Senior Deputy Garo Brown is part of the Community Action Team (C.A.T.) in Richland County, South Carolina., one of eight departments featured on Live PD. The law-enforcement vet spoke with A&E Real Crime about his unit’s relationship with the public, and how technology makes his job both safer and more fun—which might mean posting photos of his kitchen “science experiments” on Instagram: “Those protein pancakes? They taste better than they look!”
You are a seriously buff guy. Does your physique affect how people behave around you?
It makes my job easier. First, I can calm people down just kind of by showing up, because most people—unless they’re drunk—listen to me when I start throwing out commands.
I do presentations for at-risk youth, or career fairs, and of course a lot of kids… They want to squeeze and poke and know how much I bench press. So I think it helps me, because it keeps them interested. I can keep their attention, even if I’m talking about things they normally might start to get bored with. But because to them, I look like some kind of superhero, they’ll hang around.
The C.A.T. program is a source of pride for the Richland County Sheriff’s Office. You have dozens of open public meetings every month.
That is something we are at the forefront of, and the meetings you see online don’t even include community events we go to. We get invited to career fairs, neighborhood block parties… So people have taken that community policing idea and run with it. They love it. And it’s great, because they don’t only see us when we’re putting someone in jail. They get to see us in all different situations. And most of those situations are fun.
It’s clear members of the team are meant to be accessible.
We each have a department-issued cell phone—and we give out that number. We let (the public) have access to us—not with just meetings, but through our Web site, e-mails and phones. They’ll get in touch and say: ‘You know, I think 123 Smith Street… I think they might be selling drugs out of that house.’ So they give us information that allows us to do our job. I’ve been in the department since 2006, and it’s been like that as long as I’ve been there.
What’s a favorite moment from ‘Live PD’?
The most memorable one for me is from the first (episode) I was on. There were some guys out there, and I believed they were getting ready to rob someone. And when I pulled up, I heard guns hitting the ground and getting kicked under the cars.
And one of the guys just takes off. So, I chased him over a fence and had to tackle him—and he had a bag of crack in his hand. And he said to me that the gun in his waistband was ‘licensed.’ And I said: ‘Well is that licensed crack in your hand, also?’ He was running so hard he forgot to drop it.

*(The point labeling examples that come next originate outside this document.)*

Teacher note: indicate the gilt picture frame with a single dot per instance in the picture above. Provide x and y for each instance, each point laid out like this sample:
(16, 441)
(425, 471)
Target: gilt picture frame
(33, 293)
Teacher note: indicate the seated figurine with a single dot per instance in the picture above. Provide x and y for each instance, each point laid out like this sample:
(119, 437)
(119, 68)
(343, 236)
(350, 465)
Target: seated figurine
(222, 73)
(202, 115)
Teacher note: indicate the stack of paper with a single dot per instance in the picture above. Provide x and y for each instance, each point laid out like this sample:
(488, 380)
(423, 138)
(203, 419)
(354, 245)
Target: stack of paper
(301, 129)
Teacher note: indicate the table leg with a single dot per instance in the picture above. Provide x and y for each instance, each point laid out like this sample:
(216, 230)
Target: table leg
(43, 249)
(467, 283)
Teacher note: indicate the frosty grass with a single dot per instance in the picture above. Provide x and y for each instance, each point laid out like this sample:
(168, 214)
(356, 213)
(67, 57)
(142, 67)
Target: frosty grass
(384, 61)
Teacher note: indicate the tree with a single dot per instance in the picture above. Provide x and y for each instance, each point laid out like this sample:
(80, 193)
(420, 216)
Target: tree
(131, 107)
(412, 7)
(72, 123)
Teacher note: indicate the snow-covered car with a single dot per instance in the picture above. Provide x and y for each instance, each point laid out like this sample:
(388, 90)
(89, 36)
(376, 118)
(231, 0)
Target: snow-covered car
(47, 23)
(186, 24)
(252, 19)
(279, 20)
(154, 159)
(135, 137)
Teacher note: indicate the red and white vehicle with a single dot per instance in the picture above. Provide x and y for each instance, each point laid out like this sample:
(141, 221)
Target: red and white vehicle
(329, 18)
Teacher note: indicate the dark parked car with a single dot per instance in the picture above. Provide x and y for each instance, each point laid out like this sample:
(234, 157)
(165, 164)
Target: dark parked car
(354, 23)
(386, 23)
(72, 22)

Outside of C.A.T., you’re also working on a degree in computer technology. Why?
That was my first career choice, because I love taking things apart and putting them back together. When I had my first little raggedy cars, I was putting in my own stereo systems… I was always more interested in the hardware side of things. And I still am. Now, I take something apart in a heartbeat. Sometimes I can put it back together, and sometimes I can’t. But I’ll try.
You’re active on Twitter and Instagram. Is technology your friend on this job?
Definitely. I originally started down in a tiny department in Orangeburg (South Carolina), and all you had was a radio that was the size of a brick, and one switch to turn on your blue light. You look at cars now, there’s so much stuff there’s hardly room to fit a person. But it’s good, because technology makes police work so much safer. The things I remember down in Orangeburg…some of those places, you needed a helicopter to find you if you got lost. We didn’t have GPS, or emergency buttons you could press if you got into trouble. So think about it now, and imagine if something bad happened and you needed backup? Well, good luck.
What kind of impact has the show had on the department?
I don’t want to steal it from him, so I’ll give (Deputy Lt.) Danny Brown credit for it. We were talking one day, and he said he notices that people who wouldn’t normally speak to the police will do that now, because of the show.
Yes! They come up and say ‘I saw you do this,’ or ‘I was watching and wanted to ask a question about this.’ And I mean, these are guys who a year ago hated the police. I think the show lets people know that the cops aren’t just out to shoot people, or take them to jail.
What attracted you to law enforcement?
I was not one of those kids saying: ‘Hey, I want to be a police officer!’ It’s just that I knew, once I got in my 20s, I was gonna do either the military or the police. I have a 9/11 tattoo on my calves. I always just feel that, as bad as things can get, there’s also a human spirit—the things we do to bring each other back up. And I think that’s what made me want to get into police work: I was trying to show there are people who will run into a building where someone’s shooting, in order to save people they don’t know. There are people like that out there. I wanted to be one of them.